W3C home > Mailing lists > Public > public-urispec@w3.org > October 2014

Re: resolving the URL mess

From: Austin William Wright <aaa@bzfx.net>
Date: Thu, 2 Oct 2014 18:02:52 -0700
Message-ID: <CANkuk-U4-9Q35AqJNEDn6U7SY5Y0NPe=GF5BZoFgu1Ka=e5nKQ@mail.gmail.com>
To: Sam Ruby <rubys@intertwingly.net>
Cc: David Sheets <sheets@alum.mit.edu>, Larry Masinter <masinter@adobe.com>, "public-urispec@w3.org" <public-urispec@w3.org>, Anne van Kesteren <annevk@annevk.nl>, John Klensin <klensin@jck.com>
On Thu, Oct 2, 2014 at 11:07 AM, Sam Ruby <rubys@intertwingly.net> wrote:

> On 10/02/2014 06:05 AM, David Sheets wrote:
>
>>
>>  Anne, Dave Thayer, Sam Ruby, John Klensin come to mind…
>>>
>>
>> I believe that when we have something to show, we should entice them to
>> join us.
>>
>
> +1
>
> At the moment, a non-existent spec doesn't solve any problem that I
> currently have.  That's not meant to discourage or encourage you to produce
> a spec, but merely an agreement that the time that I would get interested
> is when you have something to show.
>
> For what it is worth, examples of problem I do have:
>
> 1) Neither RFC 3986 nor RFC 3987 define the content you will find here:
> https://url.spec.whatwg.org/#api


I'm fully behind a standard IRI/URI parsing interface. Let's just release a
spec that's dedicated to a WebIDL interface for representing and performing
operations on URIs/IRIs, though. There's no reason it needs to be combined
into RFC3986/7, any more than XML/HTML and the DOM API need to be combined.

Not to mention, the referenced document misuses several well-defined terms.
I'm not sure what a "pathname" or "hash" is, it probably intends "path"
and/or "hierpart", and "fragment".


>
>
> 2) The WHATWG URL Living Standard makes a large number of normative
> statements, particularly concerning parsing, that do not reflect current
> implementations.
>
>
Most libraries, including mine, implement RFC3986 and RFC3987 to the
letter. And many programs _depend_ on this behavior.

My proposal for this CG was to do a formal survey of implementations and
determine compatibility, and incompatibility. By and large I suspect
violations of RFC3986 are the exception rather than the rule; that those
violations tend to be isolated occurrences; and that convergence of
behavior is easy to implement, especially for well-formed URIs and URI
References.

The survey would be started by examining the actual code or logic of all
the known parsers, and crafting a test suite that covers all of their
branches.
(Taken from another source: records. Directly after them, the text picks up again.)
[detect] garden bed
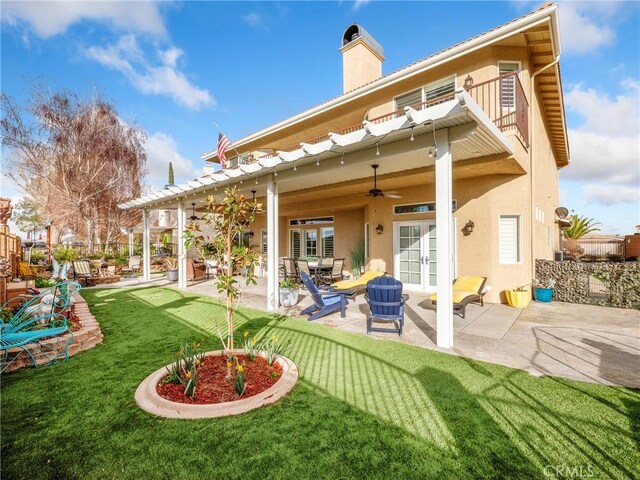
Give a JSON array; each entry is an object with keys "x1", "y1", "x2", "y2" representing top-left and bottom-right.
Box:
[
  {"x1": 156, "y1": 354, "x2": 282, "y2": 404},
  {"x1": 135, "y1": 349, "x2": 298, "y2": 419}
]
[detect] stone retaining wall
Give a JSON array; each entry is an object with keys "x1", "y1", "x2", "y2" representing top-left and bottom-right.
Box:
[
  {"x1": 4, "y1": 294, "x2": 103, "y2": 372},
  {"x1": 536, "y1": 260, "x2": 640, "y2": 309}
]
The survey would be value-free: For instance, one application
might want to raise an error on an invalid character; another might want to
split URIs by whitespace; another might find it desirable to encode to "+"
or "%20" or "_" depending on the context; we can't really say, and it
doesn't really matter for the purpose of conducting the survey.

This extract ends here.